Agrim Kashyap, Class 8, DAV Centenary Public School, Siwan
Some numbers make your heart race. Others make it sink.
I’ve felt both.
I’ve flipped through exam sheets with sweaty palms, holding my breath for a grade that seemed to carry too much weight. I’ve seen classmates go quiet over an 85%, as if that single mark had the power to erase all they had worked for. And I’ve seen artists, dreamers and deep thinkers sit in the shadows—just because their brilliance didn’t show up on a report card.
But here’s what I’ve come to believe: a report card shows performance, not potential.

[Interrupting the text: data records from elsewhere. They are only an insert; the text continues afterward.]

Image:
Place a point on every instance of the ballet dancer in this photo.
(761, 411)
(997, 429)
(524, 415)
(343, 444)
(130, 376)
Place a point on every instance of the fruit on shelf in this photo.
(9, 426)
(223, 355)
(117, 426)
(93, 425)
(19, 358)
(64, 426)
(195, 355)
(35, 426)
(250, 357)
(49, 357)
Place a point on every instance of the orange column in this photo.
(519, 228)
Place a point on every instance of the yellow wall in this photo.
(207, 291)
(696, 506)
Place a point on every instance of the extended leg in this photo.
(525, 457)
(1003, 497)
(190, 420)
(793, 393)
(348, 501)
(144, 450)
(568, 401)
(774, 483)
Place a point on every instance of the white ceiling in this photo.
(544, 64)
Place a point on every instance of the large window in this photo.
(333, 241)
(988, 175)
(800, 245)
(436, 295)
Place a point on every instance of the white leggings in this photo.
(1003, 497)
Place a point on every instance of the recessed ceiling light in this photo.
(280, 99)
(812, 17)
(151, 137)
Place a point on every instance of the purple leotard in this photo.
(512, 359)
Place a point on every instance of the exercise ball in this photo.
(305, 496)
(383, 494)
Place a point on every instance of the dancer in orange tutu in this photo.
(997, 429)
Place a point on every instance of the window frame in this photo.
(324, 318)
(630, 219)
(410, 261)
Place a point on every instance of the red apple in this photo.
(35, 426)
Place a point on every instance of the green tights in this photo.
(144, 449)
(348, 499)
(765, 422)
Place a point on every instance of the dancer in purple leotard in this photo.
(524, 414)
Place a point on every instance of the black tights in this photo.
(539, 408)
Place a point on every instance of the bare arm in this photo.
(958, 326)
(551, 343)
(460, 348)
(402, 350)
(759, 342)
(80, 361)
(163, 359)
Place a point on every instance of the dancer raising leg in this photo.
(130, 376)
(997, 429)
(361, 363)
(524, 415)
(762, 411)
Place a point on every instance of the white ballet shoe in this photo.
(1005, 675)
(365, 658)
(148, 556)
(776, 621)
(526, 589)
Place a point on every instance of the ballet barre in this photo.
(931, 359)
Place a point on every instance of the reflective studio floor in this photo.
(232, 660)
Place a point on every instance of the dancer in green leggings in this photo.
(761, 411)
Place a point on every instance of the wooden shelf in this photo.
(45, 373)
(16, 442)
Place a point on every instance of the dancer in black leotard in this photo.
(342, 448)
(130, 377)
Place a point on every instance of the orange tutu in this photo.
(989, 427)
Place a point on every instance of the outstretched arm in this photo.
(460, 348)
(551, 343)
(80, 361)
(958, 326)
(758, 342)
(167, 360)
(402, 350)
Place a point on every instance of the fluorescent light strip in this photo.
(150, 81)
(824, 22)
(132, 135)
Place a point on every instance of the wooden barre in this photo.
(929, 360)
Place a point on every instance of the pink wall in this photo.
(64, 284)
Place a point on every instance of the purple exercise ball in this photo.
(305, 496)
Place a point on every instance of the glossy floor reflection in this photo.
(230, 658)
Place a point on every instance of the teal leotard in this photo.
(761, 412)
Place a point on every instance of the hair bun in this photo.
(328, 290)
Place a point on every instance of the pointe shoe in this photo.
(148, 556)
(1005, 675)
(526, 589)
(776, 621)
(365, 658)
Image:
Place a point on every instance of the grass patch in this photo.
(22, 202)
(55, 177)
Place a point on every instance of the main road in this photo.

Why do schools so often forget this? Why are we all measured by the same scale, as if we’re meant to follow the same path? A student who paints galaxies in their notebook or writes stories that make people feel is rarely applauded like the one who tops a math test. But aren’t both equally extraordinary?
Yes, marks matter—but only up to a point. They should never become the only way to judge intelligence, effort, or worth. Because dreams don’t come stamped with A1 or B2. They grow through those late nights when your eyes are tired but you keep going anyway, the quiet setbacks no one notices, and the courage to stand back up.
One low grade should never silence a voice. One report card can never define everything we are—or everything we’re meant to become.
So the next time someone asks me, “What did you score?”
I’ll smile—not because I topped the test, but because I still believe in myself.
And sometimes, that belief is worth more than any mark ever written on paper.